After a prescription drug monitoring program went into effect in Virginia, the Survey and Evaluation Research Laboratory (SERL) at the Virginia Commonwealth University surveyed prescribers in that state and found that it seemed to be encourage prescribers to be cautious when prescribing addictive drugs but did not prevent them from giving the patients the care they needed. A review by the University of Kentucky, part of an effort to improve its own drug program, described the Virginia findings this way:
Survey data also revealed that approximately one-third (36%) of physicians reported that over the past three years they had prescribed fewer Schedule II prescription drugs, citing increased media coverage and law enforcement activity as the main reasons. Of those physicians reporting decreased Scheduled II prescribing, over half (60%) indicated this change in prescribing had not impacted their ability to manage their patients’ pain while 31% percent indicated a negative impact on their ability to manage their patients’ pain.

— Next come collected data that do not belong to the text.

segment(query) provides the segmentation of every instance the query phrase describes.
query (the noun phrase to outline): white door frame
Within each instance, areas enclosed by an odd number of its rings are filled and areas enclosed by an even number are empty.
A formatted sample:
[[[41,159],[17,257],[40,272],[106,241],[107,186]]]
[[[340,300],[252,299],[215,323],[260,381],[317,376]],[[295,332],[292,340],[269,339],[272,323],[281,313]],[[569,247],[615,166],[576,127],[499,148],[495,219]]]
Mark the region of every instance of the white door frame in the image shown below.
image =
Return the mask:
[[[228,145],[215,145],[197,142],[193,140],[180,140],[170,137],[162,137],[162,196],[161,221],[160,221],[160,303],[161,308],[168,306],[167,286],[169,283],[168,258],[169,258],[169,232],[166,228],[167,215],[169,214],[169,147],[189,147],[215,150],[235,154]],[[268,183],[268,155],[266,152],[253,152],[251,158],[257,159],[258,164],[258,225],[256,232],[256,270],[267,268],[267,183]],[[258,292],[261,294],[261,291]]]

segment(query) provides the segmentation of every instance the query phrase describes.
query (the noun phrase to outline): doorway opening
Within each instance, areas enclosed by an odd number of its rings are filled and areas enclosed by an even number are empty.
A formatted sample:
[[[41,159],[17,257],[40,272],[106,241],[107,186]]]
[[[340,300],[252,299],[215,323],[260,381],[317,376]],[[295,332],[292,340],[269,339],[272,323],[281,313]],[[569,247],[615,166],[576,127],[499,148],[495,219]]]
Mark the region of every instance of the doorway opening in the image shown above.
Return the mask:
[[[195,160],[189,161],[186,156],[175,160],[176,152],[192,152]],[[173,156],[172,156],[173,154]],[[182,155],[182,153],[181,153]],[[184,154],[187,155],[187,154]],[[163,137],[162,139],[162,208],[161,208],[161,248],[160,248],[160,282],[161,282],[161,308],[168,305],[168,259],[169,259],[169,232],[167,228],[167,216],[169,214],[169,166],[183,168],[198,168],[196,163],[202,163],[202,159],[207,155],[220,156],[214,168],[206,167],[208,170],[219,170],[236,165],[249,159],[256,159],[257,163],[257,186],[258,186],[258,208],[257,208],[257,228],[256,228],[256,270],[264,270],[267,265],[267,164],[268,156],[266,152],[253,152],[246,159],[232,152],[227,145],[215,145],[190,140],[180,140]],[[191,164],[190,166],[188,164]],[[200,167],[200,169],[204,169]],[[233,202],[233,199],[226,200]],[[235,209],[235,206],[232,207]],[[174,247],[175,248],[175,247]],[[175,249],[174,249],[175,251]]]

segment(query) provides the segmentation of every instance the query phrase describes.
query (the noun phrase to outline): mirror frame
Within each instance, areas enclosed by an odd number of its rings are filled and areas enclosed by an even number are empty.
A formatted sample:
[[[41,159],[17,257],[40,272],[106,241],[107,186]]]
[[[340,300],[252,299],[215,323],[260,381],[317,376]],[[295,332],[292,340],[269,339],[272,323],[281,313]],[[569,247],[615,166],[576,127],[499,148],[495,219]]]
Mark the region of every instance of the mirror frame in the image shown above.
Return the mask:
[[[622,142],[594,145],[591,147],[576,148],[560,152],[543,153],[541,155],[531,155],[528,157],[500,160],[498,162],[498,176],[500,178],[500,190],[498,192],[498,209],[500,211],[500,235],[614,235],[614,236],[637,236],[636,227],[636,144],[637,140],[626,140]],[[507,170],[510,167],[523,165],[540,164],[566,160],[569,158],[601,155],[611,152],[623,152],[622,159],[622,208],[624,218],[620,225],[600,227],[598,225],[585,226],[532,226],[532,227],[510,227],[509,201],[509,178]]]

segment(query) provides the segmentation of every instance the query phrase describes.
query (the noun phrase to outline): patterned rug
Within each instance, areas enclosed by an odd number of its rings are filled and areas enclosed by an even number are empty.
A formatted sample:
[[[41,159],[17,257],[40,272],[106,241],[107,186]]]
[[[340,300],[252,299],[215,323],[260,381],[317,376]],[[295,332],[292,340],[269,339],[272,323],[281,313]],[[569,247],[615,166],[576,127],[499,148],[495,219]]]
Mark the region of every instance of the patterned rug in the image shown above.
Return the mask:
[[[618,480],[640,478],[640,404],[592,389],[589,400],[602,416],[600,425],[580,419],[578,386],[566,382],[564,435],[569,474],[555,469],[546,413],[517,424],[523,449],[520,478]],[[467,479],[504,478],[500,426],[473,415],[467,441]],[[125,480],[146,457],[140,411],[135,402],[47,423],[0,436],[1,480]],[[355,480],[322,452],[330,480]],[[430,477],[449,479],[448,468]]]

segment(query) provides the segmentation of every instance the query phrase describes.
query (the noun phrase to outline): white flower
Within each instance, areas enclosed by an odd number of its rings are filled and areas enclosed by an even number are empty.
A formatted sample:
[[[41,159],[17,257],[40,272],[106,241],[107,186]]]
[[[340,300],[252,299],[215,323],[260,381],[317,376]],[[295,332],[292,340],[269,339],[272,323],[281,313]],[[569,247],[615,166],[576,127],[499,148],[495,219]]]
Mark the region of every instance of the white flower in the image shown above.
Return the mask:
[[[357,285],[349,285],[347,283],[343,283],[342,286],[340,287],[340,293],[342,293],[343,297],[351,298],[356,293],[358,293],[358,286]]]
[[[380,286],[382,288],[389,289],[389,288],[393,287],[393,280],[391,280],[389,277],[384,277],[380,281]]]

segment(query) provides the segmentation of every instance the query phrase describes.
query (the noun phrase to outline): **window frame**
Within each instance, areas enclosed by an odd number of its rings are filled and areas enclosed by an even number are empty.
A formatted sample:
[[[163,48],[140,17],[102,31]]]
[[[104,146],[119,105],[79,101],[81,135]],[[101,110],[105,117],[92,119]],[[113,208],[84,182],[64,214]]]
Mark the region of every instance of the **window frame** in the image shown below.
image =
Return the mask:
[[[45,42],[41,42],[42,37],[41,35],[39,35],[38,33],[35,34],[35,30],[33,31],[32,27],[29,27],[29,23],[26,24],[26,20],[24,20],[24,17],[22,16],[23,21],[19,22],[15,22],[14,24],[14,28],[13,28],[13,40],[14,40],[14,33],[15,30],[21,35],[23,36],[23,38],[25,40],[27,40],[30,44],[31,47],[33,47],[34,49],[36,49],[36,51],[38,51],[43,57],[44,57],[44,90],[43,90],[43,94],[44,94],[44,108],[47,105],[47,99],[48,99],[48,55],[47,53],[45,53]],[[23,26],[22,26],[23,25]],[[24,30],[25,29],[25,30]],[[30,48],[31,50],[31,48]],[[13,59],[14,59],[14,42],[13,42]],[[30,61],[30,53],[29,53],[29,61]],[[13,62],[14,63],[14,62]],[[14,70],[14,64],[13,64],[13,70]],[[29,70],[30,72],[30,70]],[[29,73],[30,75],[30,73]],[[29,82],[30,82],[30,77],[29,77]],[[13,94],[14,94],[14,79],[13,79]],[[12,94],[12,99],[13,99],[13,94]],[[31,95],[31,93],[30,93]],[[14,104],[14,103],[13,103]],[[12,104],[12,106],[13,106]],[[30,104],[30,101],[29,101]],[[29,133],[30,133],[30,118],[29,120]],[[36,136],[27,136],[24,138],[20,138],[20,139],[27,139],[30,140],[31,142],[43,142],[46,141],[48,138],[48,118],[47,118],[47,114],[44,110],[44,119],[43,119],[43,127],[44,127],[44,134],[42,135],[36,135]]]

Still, there was no requirement that prescribers check the database in Virginia at the time.
Look at what happened in Kentucky when it passed a law in April 2012 that required prescribers to enroll in and use its drug monitoring system, known as KASPER or Kentucky All Schedule Prescription Electronic Reporting. A review by the PDMP Center of Excellence at Brandeis University found that the law made a difference.
The new law mandated that prescribers check KASPER before prescribing any Schedule II drugs or for any hydrocodone products in Schedule III. Enrollment by prescribers shot up, from 7,911 registered users before the law to 25,409 by the end of July 2013. Those users really did use the system, too. The total number of KASPER prescription histories requested by users went up from 811,000 before the law to 4.6 million by 2013.
Addictive drug prescriptions went down, too. From August 2011 to July 2012, there were 7.4 million doses prescribed. And from August 2012 to July 2013, there were 6.9 million doses prescribed, a drop of 8.5 percent. That included a 10.3 percent decline in hydrocodone prescriptions and an 11.6 percent decline in oxycodone prescriptions.
The mandates are just one of many ways to make drug prescriptions safer, according to the Pew report. I’ll explore more possible solutions in future posts.